I did retain my interest in radio however and whilst I did not indulge, did use the many internet based HF and Scanner set ups available to dabble. However good this is, it has its drawbacks and I recently took the plunge and ordered the Grundig and once again found myself drawn to the ether. A realisation that airband still interested me soon had me looking around for an “entry level” radio and seeing the PSR-282 offered at £60 decided it for me. “Entry level”, in my terminology, means a set able to receive civil airband, some upper milair UHF frequencies and all of the marine VHF band. I could have bought something with a larger frequency spread but it was price that dictated my choice. Coming back in to the hobby after such a long break meant I was cautious not to over spend on a piece of kit it would need a degree to fully understand.
First impressions of the PSR-282 are good. It is a fairly chunky bit of kit with no bells and whistles, a simple front end panel arrangement, logical ergonomics, good quality audio – but above all, was able to be up and running literally minutes after powering up. In fact, I mastered frequency input in a few minutes and had programmed the set with all my favourite frequencies (68 of them) in fifteen minutes flat! For the enthusiast who wants simplicity and results in a short space of time, this set scores ten out of ten. What it also scores with is its ability to detect whether you have inputted a frequency previously, ensuring no double inputs. This again scores highly in my estimation as it saves channels and frustration. The set also has a priority channel, which is handy, allowing you to monitor an individual frequency whilst scanning through a bank or set of banks.
What else do you get? The set covers 66 – 88 MHz FM in 5kHz steps, 118 – 136.9 MHz AM in 8.33kHz steps, 137 – 174 MHz FM in 12.5kHz steps and 380 – 512.0 MHz in 12.5kHz steps. Steps can be auto selected or manually selected from the front panel although the default scan uses the pre-set options. Scan speed is 25 channels per second with a 2 second delay and the audio, via the internal speaker, is good.
How does the set perform? My current QTH sits under one of the approaches to Oxford Kidlington Airport and – given its close proximity to airports in the South East / West / Midlands of the UK – is a busy spot. I also have RAF Benson, Brize Norton and Lyneham on the doorstep so operations transmitted in the civair portion of the spectrum are clear. RAF Weston-on-the-Green is also a few miles up the road so para drops are also clearly heard on the lower frequencies within the civ airband spread. Other UHF ops are limited by the sets upper UHF spread. However, I am not unhappy with what I am hearing!

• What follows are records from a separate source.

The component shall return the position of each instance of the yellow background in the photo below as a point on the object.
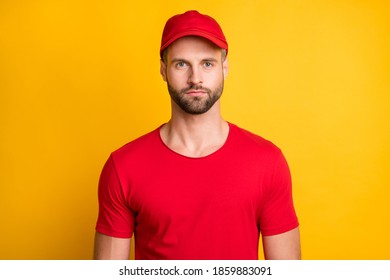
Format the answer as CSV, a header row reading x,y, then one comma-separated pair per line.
x,y
78,79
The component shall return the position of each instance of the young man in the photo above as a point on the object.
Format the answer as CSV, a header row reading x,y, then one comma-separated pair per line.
x,y
197,187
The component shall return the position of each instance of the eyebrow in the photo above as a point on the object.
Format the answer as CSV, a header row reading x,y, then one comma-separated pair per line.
x,y
178,59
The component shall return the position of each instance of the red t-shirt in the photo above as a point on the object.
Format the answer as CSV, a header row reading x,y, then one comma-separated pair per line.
x,y
213,207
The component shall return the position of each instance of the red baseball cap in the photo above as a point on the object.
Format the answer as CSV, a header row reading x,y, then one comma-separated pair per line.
x,y
192,23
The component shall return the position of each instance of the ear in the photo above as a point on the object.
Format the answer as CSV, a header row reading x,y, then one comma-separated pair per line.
x,y
163,70
225,67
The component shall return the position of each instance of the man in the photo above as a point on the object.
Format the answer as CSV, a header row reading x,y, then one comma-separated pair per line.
x,y
197,187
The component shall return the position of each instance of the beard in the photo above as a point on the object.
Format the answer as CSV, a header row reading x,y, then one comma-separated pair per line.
x,y
195,105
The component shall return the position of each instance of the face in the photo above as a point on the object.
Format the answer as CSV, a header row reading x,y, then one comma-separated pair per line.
x,y
194,70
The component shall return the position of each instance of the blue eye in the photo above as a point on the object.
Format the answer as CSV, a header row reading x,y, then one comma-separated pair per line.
x,y
181,64
208,64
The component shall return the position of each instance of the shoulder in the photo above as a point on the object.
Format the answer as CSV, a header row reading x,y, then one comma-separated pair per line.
x,y
253,142
138,147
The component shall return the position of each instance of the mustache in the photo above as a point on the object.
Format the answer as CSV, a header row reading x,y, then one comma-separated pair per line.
x,y
196,87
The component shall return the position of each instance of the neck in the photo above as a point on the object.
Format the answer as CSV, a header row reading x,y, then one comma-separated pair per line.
x,y
195,135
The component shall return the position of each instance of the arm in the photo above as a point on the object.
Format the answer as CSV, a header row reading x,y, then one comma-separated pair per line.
x,y
284,246
111,248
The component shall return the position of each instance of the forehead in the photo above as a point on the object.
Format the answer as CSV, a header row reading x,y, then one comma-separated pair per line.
x,y
192,46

Ham band operation is also busy, although – no disprespect to licensed amateurs – I find it boring and only scan if curious. There is also slight activity on the PMR bands and some utility services in lo and UHF areas.
Marine band operation is good. The set comes with me when i go to visit my father in North Wales and also whenI go for the odd holiday or weekend away to the coast. Even on its supplied antenna I have no problems with reception although – as is normally the case – an external antenna would help. I do have one in my brother”s loft, attached to a nice long coaxial lead with a BNC, and intend to bring that back on my next visit. He only got it on long term loan and now it is time to call in the favour…..! Cut for airband, it also performs well across the spread and should be more than suitable for this set.

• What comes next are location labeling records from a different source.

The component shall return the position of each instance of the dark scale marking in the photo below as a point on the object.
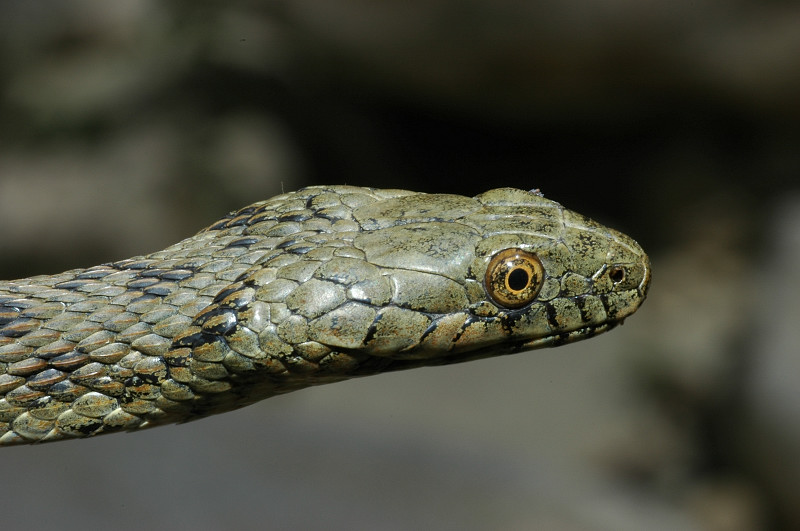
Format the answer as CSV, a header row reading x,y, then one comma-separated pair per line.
x,y
134,264
94,274
300,249
73,285
286,243
204,385
141,283
552,315
294,217
428,331
151,273
144,297
373,328
162,290
177,274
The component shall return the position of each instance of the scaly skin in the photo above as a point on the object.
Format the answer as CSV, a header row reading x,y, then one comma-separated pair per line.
x,y
309,287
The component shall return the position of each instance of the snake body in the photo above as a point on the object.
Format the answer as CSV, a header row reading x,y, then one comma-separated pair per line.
x,y
309,287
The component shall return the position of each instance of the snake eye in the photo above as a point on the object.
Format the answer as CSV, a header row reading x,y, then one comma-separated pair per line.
x,y
514,278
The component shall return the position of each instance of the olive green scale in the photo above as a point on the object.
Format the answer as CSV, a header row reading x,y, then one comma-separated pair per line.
x,y
309,287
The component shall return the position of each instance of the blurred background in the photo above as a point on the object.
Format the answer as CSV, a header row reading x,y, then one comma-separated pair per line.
x,y
128,125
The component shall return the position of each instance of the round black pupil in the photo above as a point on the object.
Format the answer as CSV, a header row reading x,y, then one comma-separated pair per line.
x,y
518,279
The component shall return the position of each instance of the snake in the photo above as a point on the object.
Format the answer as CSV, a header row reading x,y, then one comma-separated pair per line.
x,y
309,287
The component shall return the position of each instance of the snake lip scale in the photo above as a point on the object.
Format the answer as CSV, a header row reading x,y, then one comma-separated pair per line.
x,y
309,287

Against airband on the Grundig, the set differs only in audio – the Grundig audio is unbelievably rich and full whilst the PSR-282 has what can best be described as typical handheld output. What I can hear on one, I can on the other although I suspect the Grundig might be slightly deaf with more distant signals. Time – and some more use – will tell.

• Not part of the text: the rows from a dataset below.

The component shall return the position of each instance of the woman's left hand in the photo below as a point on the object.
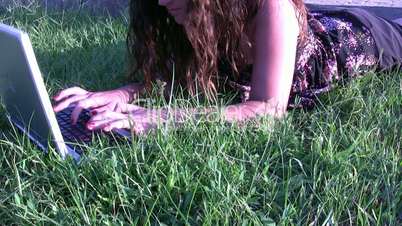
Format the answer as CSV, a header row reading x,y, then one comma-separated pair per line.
x,y
141,120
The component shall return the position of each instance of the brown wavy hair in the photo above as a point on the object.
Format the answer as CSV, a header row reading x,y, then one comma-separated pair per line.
x,y
212,32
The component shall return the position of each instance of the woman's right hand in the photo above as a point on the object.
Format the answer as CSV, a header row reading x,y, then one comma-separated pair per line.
x,y
95,102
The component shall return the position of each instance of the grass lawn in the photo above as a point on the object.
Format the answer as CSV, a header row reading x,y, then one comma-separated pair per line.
x,y
338,164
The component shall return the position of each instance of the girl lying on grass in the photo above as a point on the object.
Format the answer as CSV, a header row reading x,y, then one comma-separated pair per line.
x,y
272,51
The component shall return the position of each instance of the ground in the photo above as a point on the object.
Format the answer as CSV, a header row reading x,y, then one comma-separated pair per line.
x,y
337,164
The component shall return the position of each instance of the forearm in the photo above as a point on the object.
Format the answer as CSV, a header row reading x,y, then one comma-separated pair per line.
x,y
232,113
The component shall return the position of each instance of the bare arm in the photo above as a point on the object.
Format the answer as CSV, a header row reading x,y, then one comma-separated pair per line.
x,y
276,34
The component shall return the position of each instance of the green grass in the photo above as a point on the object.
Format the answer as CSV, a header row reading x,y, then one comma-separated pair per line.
x,y
337,164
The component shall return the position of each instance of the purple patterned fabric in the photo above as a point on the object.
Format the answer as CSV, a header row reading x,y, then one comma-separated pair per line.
x,y
336,48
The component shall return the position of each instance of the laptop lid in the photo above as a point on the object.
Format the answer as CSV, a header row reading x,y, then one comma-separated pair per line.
x,y
24,93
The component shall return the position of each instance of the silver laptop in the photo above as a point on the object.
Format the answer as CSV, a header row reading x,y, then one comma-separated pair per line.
x,y
25,98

To conclude. The GRE PSR-282 is, in my opinion, an excellent little bit of kit that will keep me in tune with airband activities here at my location as well as when listening to marine VHF on the coast. I suspect it might lead me to getting a set equipped for full coverage of the military airband in the not too distant future but – for now – it comes very well recommended as a lovely, affordable bit of kit for any one starting out in airband monitoring.
One thing worthy of note – the set I purchased from Maplins was bought without a PSU or batteries. As I had these anyway, it seemed too good an offer to pass up – especially when it is being offered for up to £90 elsewhere! It cost me £59.00 which, on balance, is more than fair.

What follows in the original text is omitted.